In 1940, the Soviet authorities initiated a large-scale reconstruction of the canal. A 23 km long stretch of the canal was straightened near Kobrin. Eight locks were built replacing movable weirs.

Navigation on the Dnieper–Bug Canal is interrupted by two weirs near the mouth of the Mukhavets at Brest which are used to raise the level of the river for the city's port. The waterways from the German-Polish border (Oder River, through the Warta, Brda and Noteć rivers, Bydgoszcz Canal, Vistula River, Narew River, Bug River) once used to link the Belarus and Ukrainian inland waterways via Mukhavets River, Dnieper–Bug Canal, Pripyat River and Dnieper River), thus connecting north-western Europe with the Black Sea.

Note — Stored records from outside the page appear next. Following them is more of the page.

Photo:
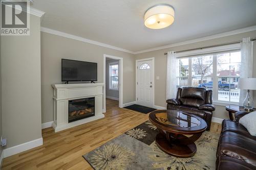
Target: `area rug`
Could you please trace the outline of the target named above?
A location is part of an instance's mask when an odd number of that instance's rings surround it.
[[[196,155],[188,158],[165,154],[156,145],[156,127],[148,120],[83,155],[96,170],[215,169],[219,135],[204,132],[196,141]]]
[[[141,106],[139,105],[132,105],[129,106],[125,107],[124,107],[126,109],[128,109],[130,110],[132,110],[136,111],[138,112],[144,113],[144,114],[147,114],[148,113],[150,113],[151,112],[153,112],[154,110],[156,110],[157,109],[152,108],[150,107],[145,107],[143,106]]]

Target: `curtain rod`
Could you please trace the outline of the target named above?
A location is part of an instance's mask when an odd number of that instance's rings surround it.
[[[256,40],[256,37],[253,38],[251,38],[251,41],[255,41],[255,40]],[[181,53],[181,52],[186,52],[186,51],[191,51],[191,50],[202,50],[203,48],[210,48],[210,47],[212,47],[221,46],[221,45],[228,45],[228,44],[236,44],[237,43],[241,42],[242,41],[242,40],[240,40],[240,41],[237,41],[226,42],[226,43],[221,43],[221,44],[216,44],[216,45],[209,45],[209,46],[205,46],[201,47],[198,47],[198,48],[192,48],[192,49],[189,49],[189,50],[184,50],[178,51],[174,52],[174,53]],[[167,53],[164,53],[165,55],[167,55]]]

=== Decline and renewal ===
More recently efforts have been undertaken to restore the canal to a class IV inland waterway of international importance. In 2003 the Government of the Republic of Belarus adopted an inland water transport and sea transport development program to rebuild the Dnieper–Bug Canal shipping locks to meet the standards of a class Va European waterway. According to the Belarus government, four sluice dams and one shipping lock have been rebuilt which allow for the passage of vessels 110 m long, 12 m wide with a draught of 2.2 m. It is expected that reconstruction will continue over the next few years.